Many of the analysts and energy experts who are following the BP disaster doubt BP can get off as easily as Exxon did. The Gulf of Mexico is not Prince William Sound, they note. It is one of America's industrial, tourism and ecological heartlands, not a remote wilderness. The livelihoods of millions of workers, from hotel owners to fishermen, could be destroyed by the slick. The cleanup could take years, even decades. The costs will be enormous.
Seemingly everyone who depends on clean Gulf waters for a living has "lawyered up," as they say on the TV crime shows. A New York lawyer, who did not want to be identified, said he "and everyone else I know is involved" with clients who intend to press claims against the British company.

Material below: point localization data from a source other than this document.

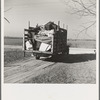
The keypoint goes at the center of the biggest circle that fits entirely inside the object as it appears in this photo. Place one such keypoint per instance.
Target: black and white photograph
(49, 49)
(50, 41)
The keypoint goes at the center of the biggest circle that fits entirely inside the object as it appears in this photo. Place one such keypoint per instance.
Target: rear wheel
(37, 57)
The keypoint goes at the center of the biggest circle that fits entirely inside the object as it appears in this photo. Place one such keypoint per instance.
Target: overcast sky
(40, 11)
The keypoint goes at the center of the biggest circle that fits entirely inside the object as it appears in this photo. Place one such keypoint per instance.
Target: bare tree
(83, 8)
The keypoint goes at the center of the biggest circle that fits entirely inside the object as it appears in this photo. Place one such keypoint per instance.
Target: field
(74, 68)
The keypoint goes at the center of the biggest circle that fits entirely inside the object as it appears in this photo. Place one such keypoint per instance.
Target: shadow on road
(72, 58)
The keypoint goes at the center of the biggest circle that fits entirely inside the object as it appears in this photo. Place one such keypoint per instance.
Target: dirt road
(73, 68)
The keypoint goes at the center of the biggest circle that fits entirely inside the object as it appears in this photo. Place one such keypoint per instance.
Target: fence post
(24, 42)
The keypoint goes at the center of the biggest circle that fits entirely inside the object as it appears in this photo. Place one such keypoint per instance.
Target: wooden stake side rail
(38, 52)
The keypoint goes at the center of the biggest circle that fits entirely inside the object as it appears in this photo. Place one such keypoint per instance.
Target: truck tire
(37, 57)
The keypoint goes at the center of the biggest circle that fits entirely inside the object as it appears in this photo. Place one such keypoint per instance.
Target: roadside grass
(12, 55)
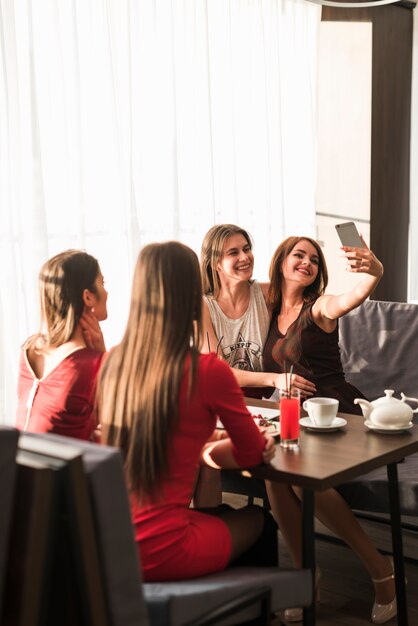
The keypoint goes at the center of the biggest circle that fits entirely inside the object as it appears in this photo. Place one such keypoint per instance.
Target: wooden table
(327, 460)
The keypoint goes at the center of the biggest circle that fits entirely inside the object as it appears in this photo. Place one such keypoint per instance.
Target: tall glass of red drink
(289, 418)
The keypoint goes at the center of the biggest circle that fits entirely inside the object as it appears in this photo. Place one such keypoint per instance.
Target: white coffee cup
(322, 411)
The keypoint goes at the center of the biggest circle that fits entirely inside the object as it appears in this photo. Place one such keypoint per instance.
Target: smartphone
(349, 235)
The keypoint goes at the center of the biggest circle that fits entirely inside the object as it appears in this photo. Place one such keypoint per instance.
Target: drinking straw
(218, 344)
(290, 377)
(285, 377)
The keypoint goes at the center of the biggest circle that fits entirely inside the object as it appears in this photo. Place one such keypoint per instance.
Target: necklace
(295, 307)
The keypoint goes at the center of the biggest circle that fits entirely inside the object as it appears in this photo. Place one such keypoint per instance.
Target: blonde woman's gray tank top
(242, 340)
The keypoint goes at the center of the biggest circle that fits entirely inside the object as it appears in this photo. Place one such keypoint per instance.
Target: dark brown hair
(62, 281)
(138, 388)
(313, 291)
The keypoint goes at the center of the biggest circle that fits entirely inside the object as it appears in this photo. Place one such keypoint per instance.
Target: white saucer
(268, 414)
(390, 430)
(337, 422)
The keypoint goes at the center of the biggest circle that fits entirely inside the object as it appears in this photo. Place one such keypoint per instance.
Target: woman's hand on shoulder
(362, 260)
(92, 332)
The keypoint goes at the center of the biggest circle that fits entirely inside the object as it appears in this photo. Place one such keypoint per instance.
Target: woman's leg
(332, 510)
(253, 534)
(286, 510)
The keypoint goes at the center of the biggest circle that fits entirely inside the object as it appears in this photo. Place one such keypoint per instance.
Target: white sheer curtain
(413, 224)
(124, 122)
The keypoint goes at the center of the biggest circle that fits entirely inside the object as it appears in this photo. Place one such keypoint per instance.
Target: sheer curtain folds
(124, 122)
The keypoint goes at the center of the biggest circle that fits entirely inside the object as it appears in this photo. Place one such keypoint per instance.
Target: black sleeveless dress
(315, 355)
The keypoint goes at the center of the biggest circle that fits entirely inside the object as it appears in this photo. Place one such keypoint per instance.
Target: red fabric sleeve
(226, 400)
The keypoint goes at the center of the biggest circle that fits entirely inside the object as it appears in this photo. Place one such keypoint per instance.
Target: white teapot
(388, 412)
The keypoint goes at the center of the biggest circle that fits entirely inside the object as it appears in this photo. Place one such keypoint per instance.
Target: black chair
(8, 446)
(234, 596)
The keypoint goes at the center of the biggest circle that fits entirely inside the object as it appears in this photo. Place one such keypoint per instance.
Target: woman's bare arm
(251, 379)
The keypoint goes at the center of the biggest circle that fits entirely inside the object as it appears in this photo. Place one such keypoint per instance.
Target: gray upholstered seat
(8, 446)
(379, 348)
(133, 603)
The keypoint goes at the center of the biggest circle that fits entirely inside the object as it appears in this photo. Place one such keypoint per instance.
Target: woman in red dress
(158, 400)
(57, 371)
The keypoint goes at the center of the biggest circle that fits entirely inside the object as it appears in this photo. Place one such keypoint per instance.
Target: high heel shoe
(296, 614)
(382, 613)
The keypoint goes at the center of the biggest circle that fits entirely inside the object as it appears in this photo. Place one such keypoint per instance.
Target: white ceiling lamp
(353, 5)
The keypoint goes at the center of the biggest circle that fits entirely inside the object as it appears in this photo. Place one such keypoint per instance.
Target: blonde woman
(298, 278)
(58, 368)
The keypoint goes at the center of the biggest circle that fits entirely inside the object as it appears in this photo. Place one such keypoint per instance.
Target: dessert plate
(260, 411)
(391, 430)
(337, 422)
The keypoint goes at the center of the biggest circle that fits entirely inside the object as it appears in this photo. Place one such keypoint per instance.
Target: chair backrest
(8, 447)
(379, 348)
(113, 529)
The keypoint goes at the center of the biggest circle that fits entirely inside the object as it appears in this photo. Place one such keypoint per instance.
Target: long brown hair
(62, 281)
(313, 291)
(212, 251)
(139, 384)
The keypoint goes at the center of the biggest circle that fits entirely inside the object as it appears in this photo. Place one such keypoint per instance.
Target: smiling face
(301, 264)
(237, 260)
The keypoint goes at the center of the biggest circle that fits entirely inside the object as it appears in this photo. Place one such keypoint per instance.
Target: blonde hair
(212, 252)
(62, 281)
(138, 389)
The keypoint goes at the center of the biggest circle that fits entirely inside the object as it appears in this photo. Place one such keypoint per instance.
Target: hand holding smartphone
(349, 235)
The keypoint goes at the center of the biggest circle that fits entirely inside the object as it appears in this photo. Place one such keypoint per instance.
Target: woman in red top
(57, 371)
(158, 400)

"BP will face decades of litigation and it will take the company decades to recover," said Robert Bryce, a senior fellow at the Manhattan Institute and author of Power Hungry, a book about the myths of green energy. "BP's blowout is the trial lawyers' Full Employment Act."
How much could the cleanup, the litigation and the legal settlements cost? It's impossible to say, because who or what is at fault for the ruptured Macondo well has yet to be determined. While BP is taking overall responsibility for the mess, because it was BP's oil, at least three other big companies were involved: Transocean Inc., the rig operator; Cameron, the maker of the blowout preventer; and Halliburton Co., the well cementer.
The Dutch bank ING estimated that the compensation and cleanup - BP has already spent more than $1-billion on spill-related costs - will come to a mere $5.3-billion, or less than a 10th of the decline in BP's value since April 20. But the ING estimate assumes the new effort to fit a cap on the well works. Credit Suisse estimates the cost at $37-billion.
The true figure could be much higher if the rogue well continues to spew oil for months. Mr. Kilduff, the energy analyst, notes that the U.S. Clean Water Act alone imposes a minimum fine of $1,000 a barrel of oil spilled. Depending on the length of the spill, these fines alone could cost billions of dollars. If the Justice Department finds criminal behaviour, the class-action lawyers, equipped with their contingency fees, could have a field day.
Some lawyers and oil executives think BP will simply be able to tough it out in the court, dragging out the day of reckoning while generating vast amounts of cash and profits from its global operations.
BP is Britain's biggest company and the world's leading oil producer, measured by volume. In the first quarter, it generated $7.7-billion of cash from its operations. After capital investments of $3.8-billion, it was left with $3.9-billion of free cash flow. "The legal battle will be long and slow," said Jim Buckee, the former CEO of Talisman Energy Inc., which began life as BP Canada. "They generate buckets of cash and will be able to stall [and] dispute for a long time."